Dabei hat der EuGH zunächst die Frage geklärt, ob Mitgliedstaaten verpflichtet sind, die Richtlinienvorschriften zu fakultativen Ausschlussgründen wegen fehlender Zuverlässigkeit in nationales Recht umzusetzen. Dabei hat der Gerichtshof eine Umsetzungspflicht für die Mitgliedstaaten bestätigt; mit dieser Klarstellung ist der EuGH von seiner bisherigen Rechtsprechung abgewichen.
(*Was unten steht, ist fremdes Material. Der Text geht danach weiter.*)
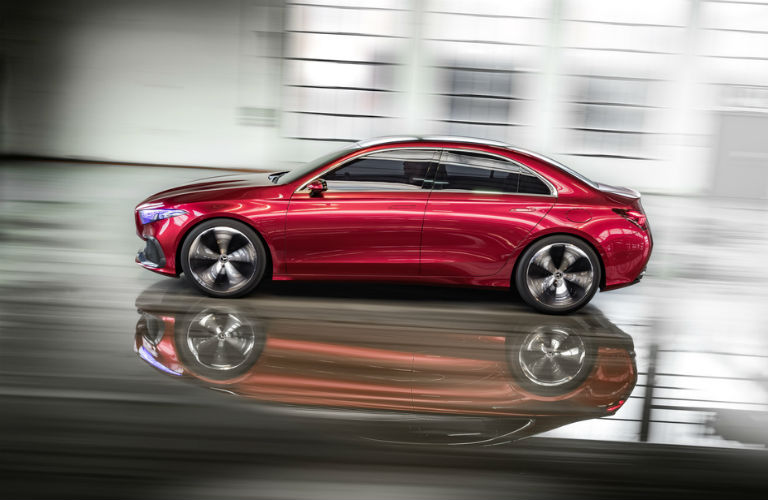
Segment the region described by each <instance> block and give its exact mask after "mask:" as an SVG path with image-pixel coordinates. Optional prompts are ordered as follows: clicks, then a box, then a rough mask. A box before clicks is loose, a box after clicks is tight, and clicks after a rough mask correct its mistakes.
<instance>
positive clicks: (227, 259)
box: [188, 226, 258, 292]
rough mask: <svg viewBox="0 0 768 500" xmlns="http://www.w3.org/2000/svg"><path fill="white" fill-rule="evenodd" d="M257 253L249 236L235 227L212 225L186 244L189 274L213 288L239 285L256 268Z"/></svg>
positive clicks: (248, 280)
mask: <svg viewBox="0 0 768 500" xmlns="http://www.w3.org/2000/svg"><path fill="white" fill-rule="evenodd" d="M257 260H258V255H257V253H256V247H254V245H253V243H252V242H251V240H250V239H248V237H247V236H246V235H244V234H243V233H241V232H240V231H238V230H237V229H234V228H231V227H227V226H216V227H212V228H209V229H206V230H205V231H203V232H202V233H200V234H198V235H197V238H195V239H194V241H192V245H191V246H190V247H189V257H188V263H189V269H190V271H191V273H192V277H193V278H194V279H195V280H196V281H197V282H198V283H200V284H201V285H202V286H203V287H205V288H206V289H208V290H211V291H214V292H234V291H237V290H239V289H240V288H243V287H244V286H245V285H247V284H248V282H249V281H250V280H251V278H253V276H254V274H255V273H256V270H257V265H256V264H257Z"/></svg>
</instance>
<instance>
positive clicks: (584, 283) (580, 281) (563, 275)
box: [563, 271, 592, 290]
mask: <svg viewBox="0 0 768 500" xmlns="http://www.w3.org/2000/svg"><path fill="white" fill-rule="evenodd" d="M563 278H564V279H565V281H567V282H569V283H572V284H574V285H578V286H580V287H581V288H583V289H585V290H586V289H587V288H589V285H591V284H592V271H582V272H580V273H566V274H564V275H563Z"/></svg>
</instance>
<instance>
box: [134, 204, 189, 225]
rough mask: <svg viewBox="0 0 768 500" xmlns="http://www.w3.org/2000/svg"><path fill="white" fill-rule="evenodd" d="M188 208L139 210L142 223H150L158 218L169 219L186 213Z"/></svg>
mask: <svg viewBox="0 0 768 500" xmlns="http://www.w3.org/2000/svg"><path fill="white" fill-rule="evenodd" d="M186 214H187V211H186V210H178V209H171V208H145V209H142V210H139V220H140V221H141V223H142V224H149V223H150V222H155V221H156V220H163V219H168V218H170V217H176V216H179V215H186Z"/></svg>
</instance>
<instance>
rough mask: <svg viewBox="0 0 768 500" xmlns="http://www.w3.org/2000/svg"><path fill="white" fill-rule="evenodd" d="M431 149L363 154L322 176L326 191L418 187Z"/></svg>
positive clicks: (395, 151)
mask: <svg viewBox="0 0 768 500" xmlns="http://www.w3.org/2000/svg"><path fill="white" fill-rule="evenodd" d="M433 157H434V152H433V151H428V150H412V149H403V150H396V151H385V152H382V153H374V154H371V155H366V156H365V157H363V158H359V159H357V160H352V161H350V162H349V163H346V164H344V165H343V166H341V167H339V168H337V169H336V170H334V171H332V172H329V173H327V174H325V175H324V176H323V178H324V179H325V180H326V181H327V182H328V190H329V191H345V190H348V191H360V190H365V191H391V190H403V189H406V190H410V189H421V186H422V184H423V183H424V179H425V178H426V176H427V174H428V171H429V166H430V164H431V162H432V158H433Z"/></svg>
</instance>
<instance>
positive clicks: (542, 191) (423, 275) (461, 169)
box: [421, 150, 554, 277]
mask: <svg viewBox="0 0 768 500" xmlns="http://www.w3.org/2000/svg"><path fill="white" fill-rule="evenodd" d="M434 185H435V187H434V190H433V191H432V194H431V196H430V198H429V203H428V204H427V211H426V215H425V218H424V232H423V236H422V251H421V274H422V275H423V276H451V277H482V276H491V275H493V274H495V273H497V272H498V271H500V270H501V268H502V266H504V264H505V263H507V262H508V261H509V259H510V258H511V256H512V254H513V253H514V251H515V249H516V248H517V246H518V245H519V244H520V242H522V241H523V240H524V239H525V237H526V236H527V235H528V234H529V233H530V232H531V231H532V230H533V228H534V227H536V225H537V224H538V223H539V221H541V219H542V218H543V217H544V216H545V215H546V214H547V212H549V210H550V209H551V208H552V205H553V204H554V192H553V190H552V188H551V187H550V186H549V185H548V184H547V183H546V182H544V181H543V180H542V179H541V178H539V177H538V176H537V175H536V174H534V173H533V172H532V171H530V170H528V169H527V168H526V167H524V166H521V165H519V164H517V163H514V162H512V161H511V160H506V159H504V158H501V157H497V156H491V155H488V154H485V153H480V152H463V151H462V152H458V151H449V150H446V151H444V152H443V154H442V158H441V161H440V167H439V169H438V171H437V176H436V178H435V181H434Z"/></svg>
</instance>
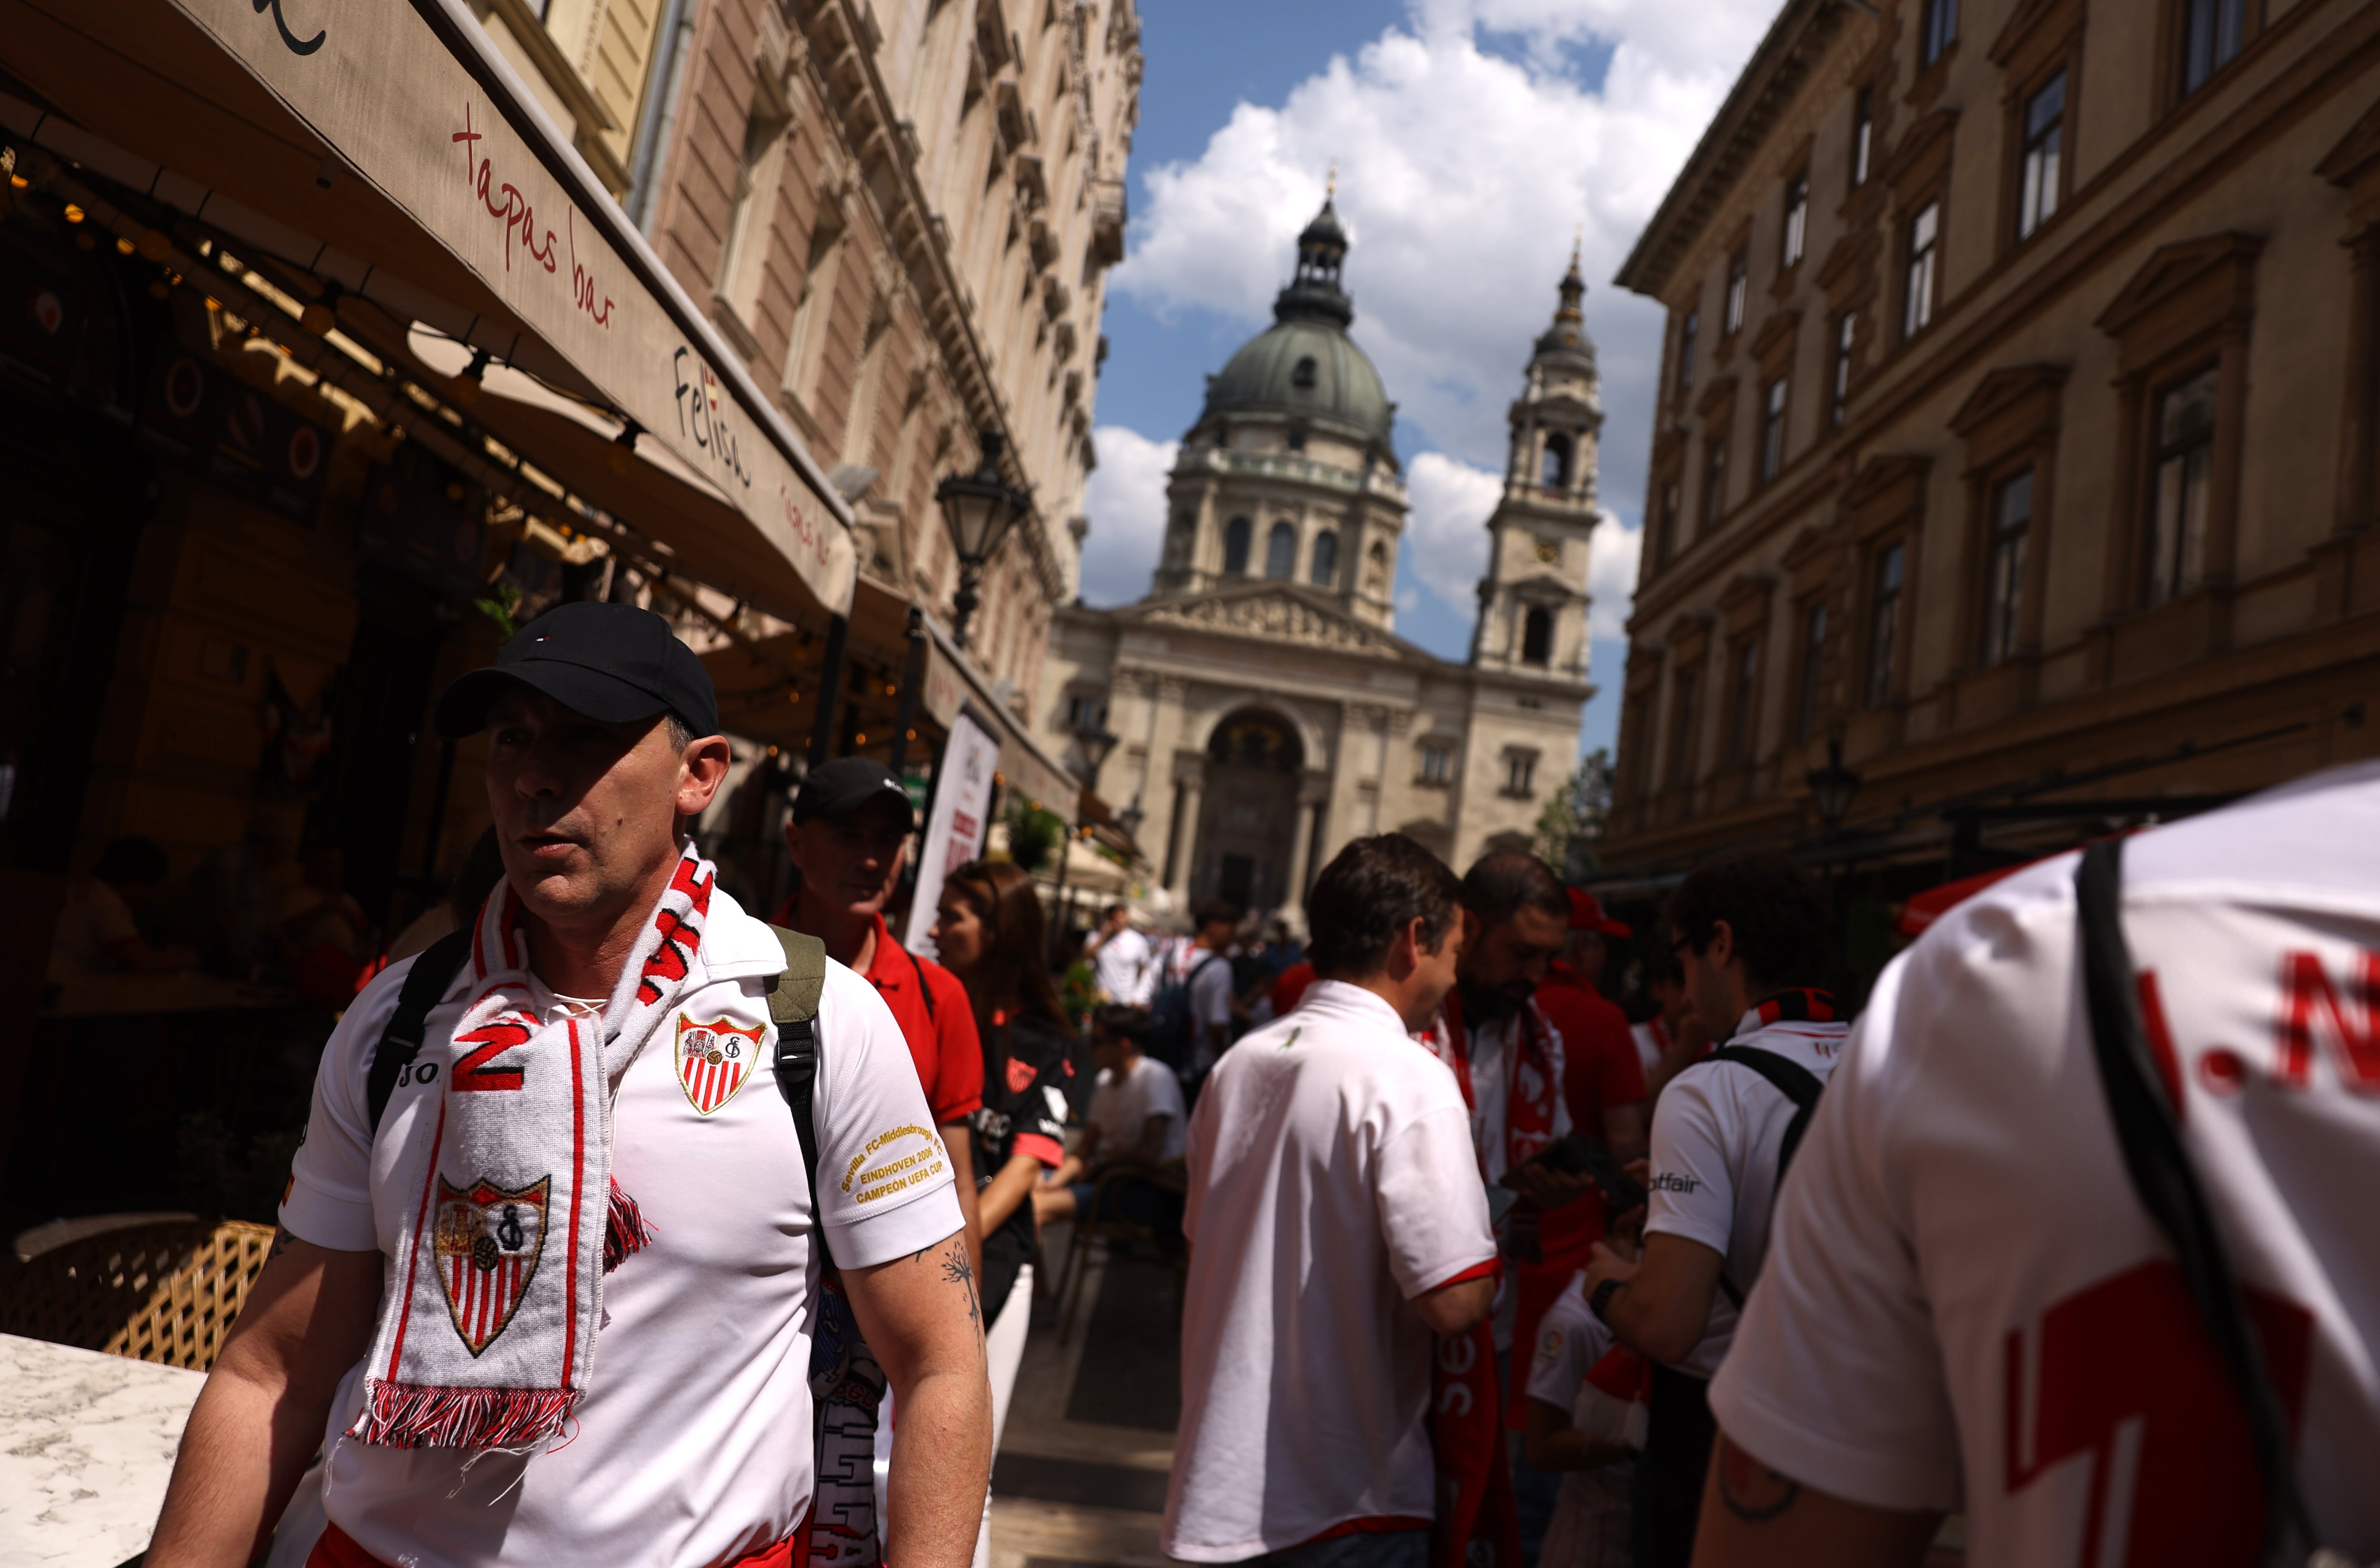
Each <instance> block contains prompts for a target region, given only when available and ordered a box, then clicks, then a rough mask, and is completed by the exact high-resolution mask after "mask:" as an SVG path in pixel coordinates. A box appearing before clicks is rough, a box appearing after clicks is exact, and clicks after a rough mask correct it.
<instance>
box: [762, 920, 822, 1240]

Darüber hinaus hat sich der EuGH mit dem Ermessensspielraum der Auftraggeber bei Anwendung fakultativer Ausschlussgründe wegen fehlender Zuverlässigkeit beschäftigt. Dabei hat der Gerichtshof festgestellt, dass der Auftraggeber bei Beurteilung des jeweiligen Einzelfalls berechtigt ist, sich auf das Ergebnis der nationalen Wettbewerbsbehörde im Rahmen von Wettbewerbsverstößen zu stützen. In diesem Zusammenhang kann der Entscheidung einer solchen Behörde, mit der ein Verstoß gegen das Wettbewerbsrecht festgestellt und deshalb eine Geldbuße gegen einen Bieter verhängt wurde, eine besondere Bedeutung zukommen. Dies gilt im Besonderen dann, wenn mit dieser Sanktion ein vorübergehendes Verbot der Teilnahme an Verfahren zur Vergabe öffentlicher Aufträge einhergeht. Eine solche Entscheidung kann den öffentlichen Auftraggeber dazu veranlassen, den betroffenen Wirtschaftsteilnehmer vom Verfahren zur Vergabe eines öffentlichen Auftrags auszuschließen. Die gesetzliche Bindung des öffentlichen Auftraggebers an die Entscheidung der Wettbewerbsbehörde wäre aber mit den unionsrechtlichen Grundsätzen nicht vereinbar; die endgültige Entscheidung über den Ausschluss wegen fehlender Zuverlässigkeit obliegt daher immer dem öffentlichen Auftraggeber selbst, der insofern auch über ein entsprechendes Ermessen verfügt. Umgekehrt jedoch kann das Fehlen einer solchen Entscheidung ihn weder daran hindern noch davon entbinden, eine entsprechende Beurteilung vorzunehmen. Diese Beurteilung hat mit Blick auf den Grundsatz der Verhältnismäßigkeit und unter Berücksichtigung aller relevanten Umstände zu erfolgen, um zu prüfen, ob die Anwendung des Ausschlussgrundes wegen fehlender Zuverlässigkeit gerechtfertigt ist.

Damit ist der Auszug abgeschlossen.